Scraping USCRN Data

The US CRN (Climate Reference Network) appears to be a generally well-designed network for measuring 21st century temperatures. Its mission statement includes an undertaking to make its results available online. Here as with GISS and the metadata, system designers have provided webpages – in a format that may be interesting for very casual users, but a nightmare for serious data processing. People interested in monthly data are apparently expected to cut and post innumerable monthly data sets.

I’ve written a short read function to scrape monthly CRN results by individual station at http://climateaudit.info/scripts/station/read.uscrn.txt . This uses the style of Nicholas’ function to scrape information from GISS.

You can look up station IDs either at http://mi3.ncdc.noaa.gov/mi3report/MISC/CRN-STATIONS.TXT (outdated but ASCII readable) or http://www.ncdc.noaa.gov/app/isis/stationlist?networkid=1 (up-to-date but inconvenient for searching. I’ve scraped a more usable form of this as well).

Because of the crummy CRN interface, you have to individually download every month to extract the monthly data.

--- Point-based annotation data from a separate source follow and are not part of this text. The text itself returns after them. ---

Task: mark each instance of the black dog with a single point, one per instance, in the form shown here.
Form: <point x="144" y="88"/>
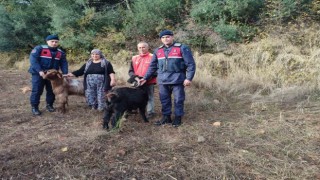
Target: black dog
<point x="122" y="99"/>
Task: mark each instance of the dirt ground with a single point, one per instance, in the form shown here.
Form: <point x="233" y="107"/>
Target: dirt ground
<point x="253" y="141"/>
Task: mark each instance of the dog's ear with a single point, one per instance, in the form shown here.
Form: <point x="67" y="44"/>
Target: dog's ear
<point x="131" y="79"/>
<point x="112" y="97"/>
<point x="59" y="75"/>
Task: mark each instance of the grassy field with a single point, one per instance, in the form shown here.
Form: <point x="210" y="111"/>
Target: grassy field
<point x="252" y="113"/>
<point x="255" y="140"/>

So it ends up taking a fairly long time to extract the tiny amount of data of interest. (I’ve written to Karl suggesting that they provide a sensible ASCII-based archive).

Here’s an example (also showing a download of GHCN daily data for Detroit Lakes for comparison) and comparing the Goodridge MN CRN site and the Detroit Lakes MN USHCN site, yielding the figure below:

source(“http://climateaudit.info/scripts/station/read.uscrn.txt”
goodridge=read.uscrn(id=1039) #Goodridge MN

source(“http://climateaudit.info/scripts/station/read.ghcnd.txt”
detroit=read.ghcnd(usid=212142) #DEtroit LAkes

plot(c(time(Y)),Y[,4],type=”l”,ylab=”deg C”)
lines(c(time(X$monthly)), X$monthly[,”ushcn.area”],col=”red”)
lines(floor(detroit$time/100)+(detroit$time%%100 -1)/12,detroit$tmean,col=”red”)
lines(floor(detroit$time/100)+(detroit$time%%100 -1)/12,detroit$tmean,col=”red”)

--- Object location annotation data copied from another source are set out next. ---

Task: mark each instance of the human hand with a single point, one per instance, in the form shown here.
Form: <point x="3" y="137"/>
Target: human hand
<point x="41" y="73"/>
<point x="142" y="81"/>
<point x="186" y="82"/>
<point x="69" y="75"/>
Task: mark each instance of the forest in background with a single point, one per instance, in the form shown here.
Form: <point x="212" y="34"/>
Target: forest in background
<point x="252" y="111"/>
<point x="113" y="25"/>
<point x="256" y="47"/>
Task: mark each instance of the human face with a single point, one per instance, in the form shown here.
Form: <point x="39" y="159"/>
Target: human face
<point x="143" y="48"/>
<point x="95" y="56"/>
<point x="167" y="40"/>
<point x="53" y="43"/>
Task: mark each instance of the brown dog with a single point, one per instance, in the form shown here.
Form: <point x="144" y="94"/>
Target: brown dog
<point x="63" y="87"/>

combine=ts.union(ts(detroit,start=c(floor(detroit$time[1]/100),detroit$time[1]%%100),freq=12),goodridge)

nf=layout(array(1:2,dim=c(2,1)),heights=c(1.1,1.3))
par(mar=c(0,4,2,1))
plot(c(time(combine)),combine[,10],type=”l”,ylab=”deg C”,xlim=c(2002,2008.3),xlab=””,axes=FALSE)
lines(c(time(combine)),combine[,6],col=”red”)
legend(2007.2,-10,fill=1:2,legend=c(“Goodridge CRN”,”Detroit L USHCN”),cex=.7)
axis(side=1,labels=FALSE);axis(side=2,las=1);box();abline(h=0,lty=2)
title(main=”Comparing CRN and USHCN in Minnesota”)
par(mar=c(3,4,0,1))
plot( c(time(combine)),combine[,6]-combine[,10],ylim=c(0,3.75),xlim=c(2002,2008),type=”l”,ylab=”Deg C”,xlab=””)
points(c(time(combine)),combine[,6]-combine[,10],pch=19,cex=.8)

Figure 1. Top – Detroit Lakes MN data from GHCN daily and Goodridge MN CRN data (both as average of max and min); bottom – Detroit Lakes minus Goodridge MN

BTW the NOAA robots.txt file – not that I agree that this is relevant to acquiring temperature data from a site that is supposed to provide temperature data – does not disallow access to the crn/ directory and subdirectories.

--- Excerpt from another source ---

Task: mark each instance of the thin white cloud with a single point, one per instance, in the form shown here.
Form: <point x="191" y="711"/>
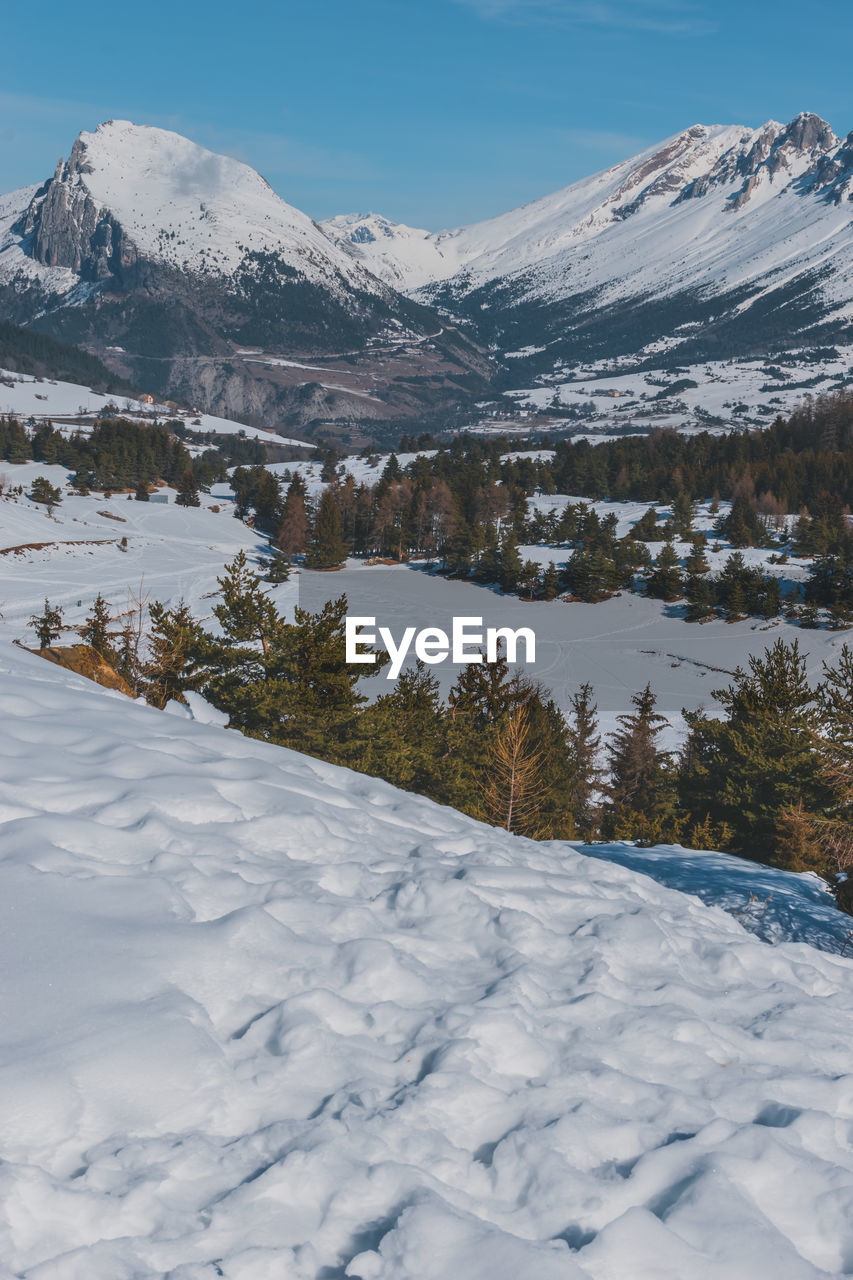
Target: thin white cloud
<point x="666" y="17"/>
<point x="35" y="132"/>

This entry was written by Stephen McIntyre, posted on Aug 7, 2007 at 12:19 PM, filed under Surface Record. Bookmark the permalink. Follow any comments here with the RSS feed for this post. Both comments and trackbacks are currently closed.

10 Comments

TCO

Posted Aug 7, 2007 at 1:01 PM | Permalink

I hope you let them know what you’re doing before running the robot and also have a time delay. Legalistic arguments about what they explicitly disallowed in the robots text would be a waste of all’s time…
steven mosher

Posted Aug 7, 2007 at 1:03 PM | Permalink

Steve I also found a download page with a CVS file and text file and text version of the data.
However, you have to download the whole mess. Also it not clear how current it is.
FYI

Here is the url. Hidden cleverly under Misc.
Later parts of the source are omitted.